王力带着几分期待和存疑回到了家里, 先把东西放下, 接着从粮仓里舀了几勺麦子出来。

    “力啊!你拿小麦做什么?”王力的阿爹拄着拐杖蹒跚地走进房间, 瘦削的身体看起来风一吹就会倒下, 布满皱纹脸上的尽是沧桑和愁苦。

    “嘘~”王力竖起食指,谨慎的往屋外看看, 压低嗓音说道, “爹, 我现在还说不上来, 过几天就知道了。你千万别告诉奶奶他们。”

    “唉!爹知道, 爹不说, 你自己把东西看好,小心他们又偷偷跑进来,这个家全靠你了,都是爹拖累了你……”王力的爹又开始老调重弹。

    王力无奈的叹口气, 如果这米花糖真能赚钱,他就去府城租间房子, 免得奶奶整天指桑骂槐的, 正常人都会被骂出病来, 何况爹的身体本来就不好。

    吴小梅没有理会那些懊悔又撇不下面子的人,她又不是泥巴捏的, 任人揉圆搓扁,没有对他们发脾气, 不代表她心里不憋屈。

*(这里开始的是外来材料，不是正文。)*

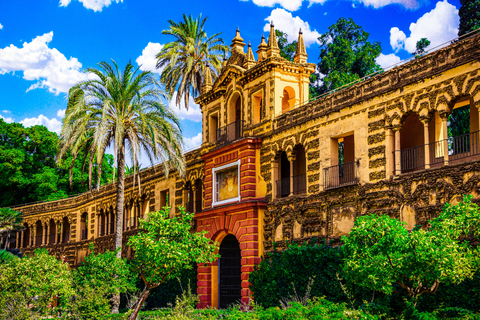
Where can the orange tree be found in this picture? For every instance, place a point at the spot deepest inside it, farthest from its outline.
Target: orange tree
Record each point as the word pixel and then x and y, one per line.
pixel 381 254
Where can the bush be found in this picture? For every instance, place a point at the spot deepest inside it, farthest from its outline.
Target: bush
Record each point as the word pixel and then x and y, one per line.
pixel 282 274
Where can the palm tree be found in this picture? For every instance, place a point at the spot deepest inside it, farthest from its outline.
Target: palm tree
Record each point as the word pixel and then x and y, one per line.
pixel 126 111
pixel 186 58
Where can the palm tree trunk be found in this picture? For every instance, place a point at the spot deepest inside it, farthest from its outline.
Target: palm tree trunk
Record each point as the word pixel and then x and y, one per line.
pixel 139 304
pixel 120 205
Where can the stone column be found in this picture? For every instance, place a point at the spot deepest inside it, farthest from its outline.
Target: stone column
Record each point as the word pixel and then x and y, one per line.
pixel 389 149
pixel 398 166
pixel 426 142
pixel 444 117
pixel 291 159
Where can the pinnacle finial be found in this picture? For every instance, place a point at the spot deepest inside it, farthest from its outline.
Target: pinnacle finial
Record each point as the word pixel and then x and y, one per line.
pixel 273 49
pixel 300 54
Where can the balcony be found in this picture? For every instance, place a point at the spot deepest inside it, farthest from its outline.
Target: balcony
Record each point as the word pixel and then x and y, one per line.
pixel 465 147
pixel 341 175
pixel 230 132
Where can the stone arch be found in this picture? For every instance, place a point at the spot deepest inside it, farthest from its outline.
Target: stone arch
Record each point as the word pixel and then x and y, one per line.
pixel 288 98
pixel 234 107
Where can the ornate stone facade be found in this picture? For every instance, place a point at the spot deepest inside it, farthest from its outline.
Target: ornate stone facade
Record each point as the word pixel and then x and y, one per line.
pixel 274 166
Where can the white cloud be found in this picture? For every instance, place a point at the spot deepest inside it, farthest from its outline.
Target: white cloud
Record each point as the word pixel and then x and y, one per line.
pixel 52 124
pixel 439 25
pixel 409 4
pixel 95 5
pixel 193 142
pixel 291 5
pixel 284 21
pixel 397 38
pixel 387 60
pixel 7 120
pixel 147 60
pixel 193 113
pixel 61 113
pixel 39 62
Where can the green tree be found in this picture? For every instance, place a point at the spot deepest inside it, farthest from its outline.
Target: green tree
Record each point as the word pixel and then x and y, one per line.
pixel 186 58
pixel 381 254
pixel 102 276
pixel 422 44
pixel 124 109
pixel 10 221
pixel 346 55
pixel 165 248
pixel 30 285
pixel 469 16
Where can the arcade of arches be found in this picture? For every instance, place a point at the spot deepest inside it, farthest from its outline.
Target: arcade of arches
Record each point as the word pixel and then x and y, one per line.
pixel 274 167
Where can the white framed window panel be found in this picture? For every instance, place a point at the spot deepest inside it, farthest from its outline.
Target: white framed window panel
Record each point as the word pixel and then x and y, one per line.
pixel 216 186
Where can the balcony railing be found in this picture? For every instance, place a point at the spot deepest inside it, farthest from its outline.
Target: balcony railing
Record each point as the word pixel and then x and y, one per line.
pixel 416 158
pixel 283 187
pixel 340 175
pixel 300 184
pixel 230 132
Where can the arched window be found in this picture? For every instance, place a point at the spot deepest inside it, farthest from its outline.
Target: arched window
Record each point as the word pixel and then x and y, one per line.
pixel 65 230
pixel 412 148
pixel 84 226
pixel 288 99
pixel 38 233
pixel 283 176
pixel 463 134
pixel 299 171
pixel 52 227
pixel 26 236
pixel 229 272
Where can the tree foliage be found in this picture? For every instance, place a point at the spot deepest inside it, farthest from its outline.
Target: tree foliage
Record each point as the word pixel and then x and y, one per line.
pixel 346 55
pixel 28 168
pixel 421 45
pixel 30 285
pixel 381 254
pixel 97 280
pixel 165 247
pixel 469 16
pixel 186 58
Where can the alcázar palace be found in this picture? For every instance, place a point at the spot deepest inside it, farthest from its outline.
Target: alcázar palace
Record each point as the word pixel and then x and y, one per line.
pixel 274 166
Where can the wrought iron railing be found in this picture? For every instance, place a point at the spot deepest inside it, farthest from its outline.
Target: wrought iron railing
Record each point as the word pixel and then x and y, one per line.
pixel 283 187
pixel 300 184
pixel 340 175
pixel 416 158
pixel 230 132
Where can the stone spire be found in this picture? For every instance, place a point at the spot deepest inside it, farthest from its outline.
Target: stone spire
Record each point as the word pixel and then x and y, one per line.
pixel 300 54
pixel 250 60
pixel 272 46
pixel 207 80
pixel 237 42
pixel 262 50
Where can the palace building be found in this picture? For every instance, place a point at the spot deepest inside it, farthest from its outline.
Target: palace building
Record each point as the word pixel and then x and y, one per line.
pixel 275 167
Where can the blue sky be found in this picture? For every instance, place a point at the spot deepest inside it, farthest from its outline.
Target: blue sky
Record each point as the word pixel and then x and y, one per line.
pixel 46 44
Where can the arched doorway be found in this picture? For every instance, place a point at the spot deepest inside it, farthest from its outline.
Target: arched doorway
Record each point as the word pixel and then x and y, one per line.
pixel 230 272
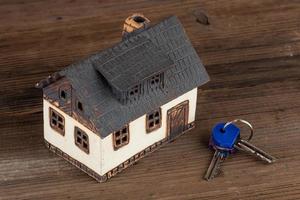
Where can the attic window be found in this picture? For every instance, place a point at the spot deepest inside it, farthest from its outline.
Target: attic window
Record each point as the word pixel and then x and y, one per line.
pixel 156 81
pixel 121 137
pixel 134 92
pixel 63 94
pixel 139 19
pixel 153 121
pixel 57 121
pixel 79 106
pixel 81 139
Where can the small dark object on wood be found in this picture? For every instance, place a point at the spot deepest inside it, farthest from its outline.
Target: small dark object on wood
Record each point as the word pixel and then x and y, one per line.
pixel 201 17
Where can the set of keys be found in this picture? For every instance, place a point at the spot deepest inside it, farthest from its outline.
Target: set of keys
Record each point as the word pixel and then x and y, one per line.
pixel 225 140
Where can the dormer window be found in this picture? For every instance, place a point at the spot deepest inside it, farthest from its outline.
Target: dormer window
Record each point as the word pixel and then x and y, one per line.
pixel 62 94
pixel 156 81
pixel 79 106
pixel 134 93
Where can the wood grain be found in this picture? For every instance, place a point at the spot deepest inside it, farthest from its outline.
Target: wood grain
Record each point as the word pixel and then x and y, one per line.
pixel 251 50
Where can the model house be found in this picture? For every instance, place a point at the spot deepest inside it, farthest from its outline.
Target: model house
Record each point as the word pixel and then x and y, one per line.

    这些目光短浅的人, 只心疼这花出去的二两银子, 却不想想码头每天来往的商人和出行的人成千上万,这二两银子不到一个月就可以赚回来,有他们后悔的时候。

    “今天不忙吗?”看见苏瑞舟过来,她惊讶地挑了挑眉头,这段时间,苏瑞舟城口村和府城来回跑,不到天黑是不会回家的,南街的店铺开起来,他总共也没来过几次。

    “事情都安排好了,我已无事可做,吴老师这里还缺不缺人?”苏瑞舟温和笑了笑,开口揶揄她,现在的他虽然还是沉稳如山,但在吴小梅面前越来越会开玩笑。

    “缺啊!不过我付不起太多工钱。”吴小梅状似思索了下,一本正经的说道。

    “工钱好商量,我不介意你用其他种方式相抵。”苏瑞舟深邃的眼眸直勾勾的看过来,炙热的让人不敢直视,话里包含的意思不言而喻。

    “你的脸皮怎么变得这么厚~”吴小梅简直被他气笑了,捏着他的脸颊用力向两边扯,“噗!挺可爱的。”一张俊脸扯的完全看不出本来的面目,吴小梅又挤又搓的玩了一会,心里总算平衡了点。

    “满意了?”苏瑞舟也不恼,宠溺的刮了下她的鼻子,显得乐在其中。

    “我现在还真有件事情要你帮忙,你帮我去木匠那做些牌子,这是我画的图。”吴小梅从桌上拿起一张图纸递给苏瑞舟。

    “怎么突然有这个想法?”苏瑞舟拿起图纸认真看了看,惊讶的问道,这不像是吴小梅的风格,她一向很低调。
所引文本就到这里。